It's that time of year - winter wants to wind down and spring can't wait to get here. All this anxiousness to get outside and shoot made me think back on a couple things.
One, I remembered what an amazing day I had last summer up on Mount Evans here in Colorado. I spent all day shooting, flying my DJI (successfully at 14,000', I might add) and driving up and down the treacherous, but wonderful road. If you haven't made the trek up there, do it this summer. You won't be disappointed!

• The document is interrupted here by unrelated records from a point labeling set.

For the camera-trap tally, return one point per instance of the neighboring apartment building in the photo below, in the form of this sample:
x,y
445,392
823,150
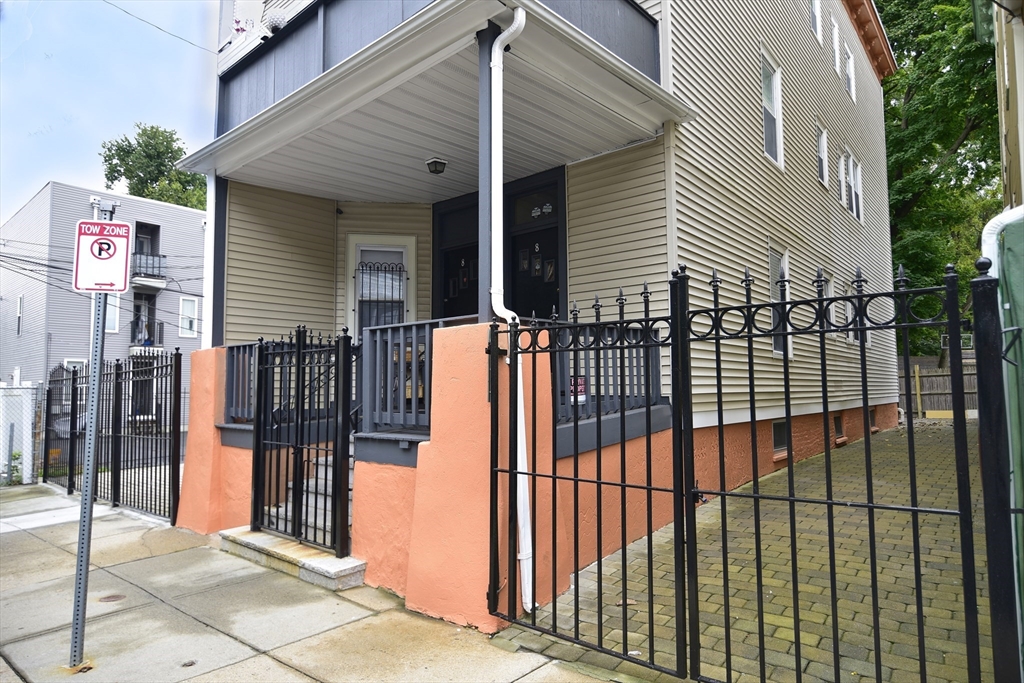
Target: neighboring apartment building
x,y
45,323
638,135
1009,27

The other thing that came to mind was a software suite I used back when I was working at CP+B called Nik. They were filter plugins for Photoshop and they were not cheap. I was mostly only used Silver Efex - and you could get some structure contrast with that tool like nothing else. It was perfect for that super micro-contrasty style. When I left CP+B I also left my access to the software behind.
But today, out of curiosity, I decided to see if the plugins were still being developed. To my surprise I saw that Google bought the suite and is now offering the full set of plugin tools for free for both Mac and PC, and they work with both Lightroom and Photoshop.

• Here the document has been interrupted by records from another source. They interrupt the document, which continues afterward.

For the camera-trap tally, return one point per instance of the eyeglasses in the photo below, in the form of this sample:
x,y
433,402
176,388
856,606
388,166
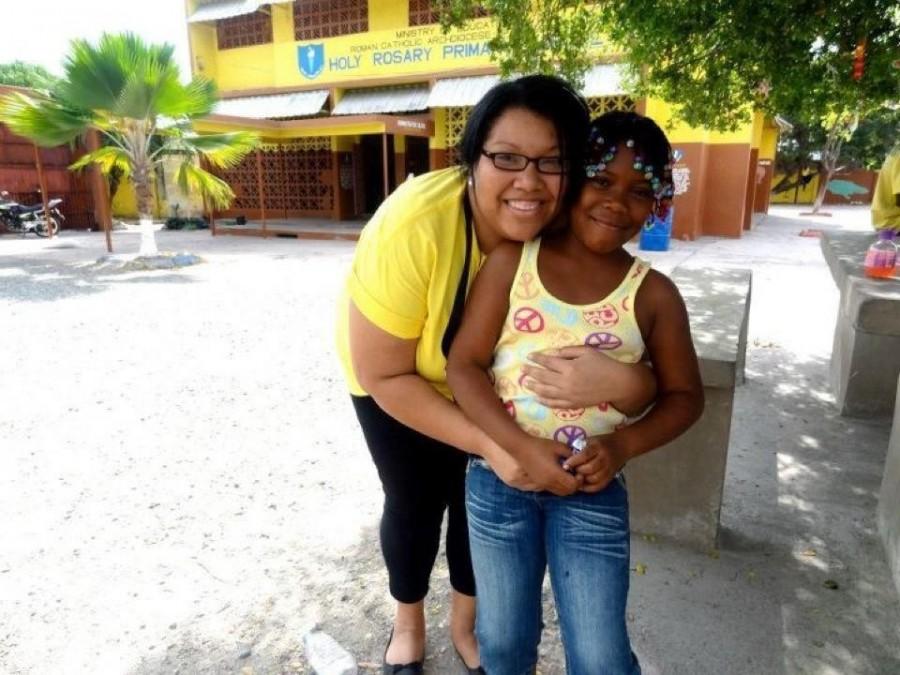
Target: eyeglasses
x,y
510,161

The Silver Efex works just as I remember, offering the ability to easily set regional masked adjustments as well as choose from pre-defined looks that you can tune and save to your heart's content. Some of it feels gimmicky, but the structure controls really dig into your image in ways I've never seen any other software do. In addition to Silver Efex the software comes with Analog Efex (mimics film stocks - but I'm not sure anyone can mach VSCO), Color Efex (color correction), Viveza (selective color adjustments), Dfine (strong camera-calibrated noise reduction tool), and Sharpener (damn good sharpening - though nothing beats a high-pass filter in Photoshop, if you ask me).
Anyway, download the suite now that it's free. You'll dig it fo sho.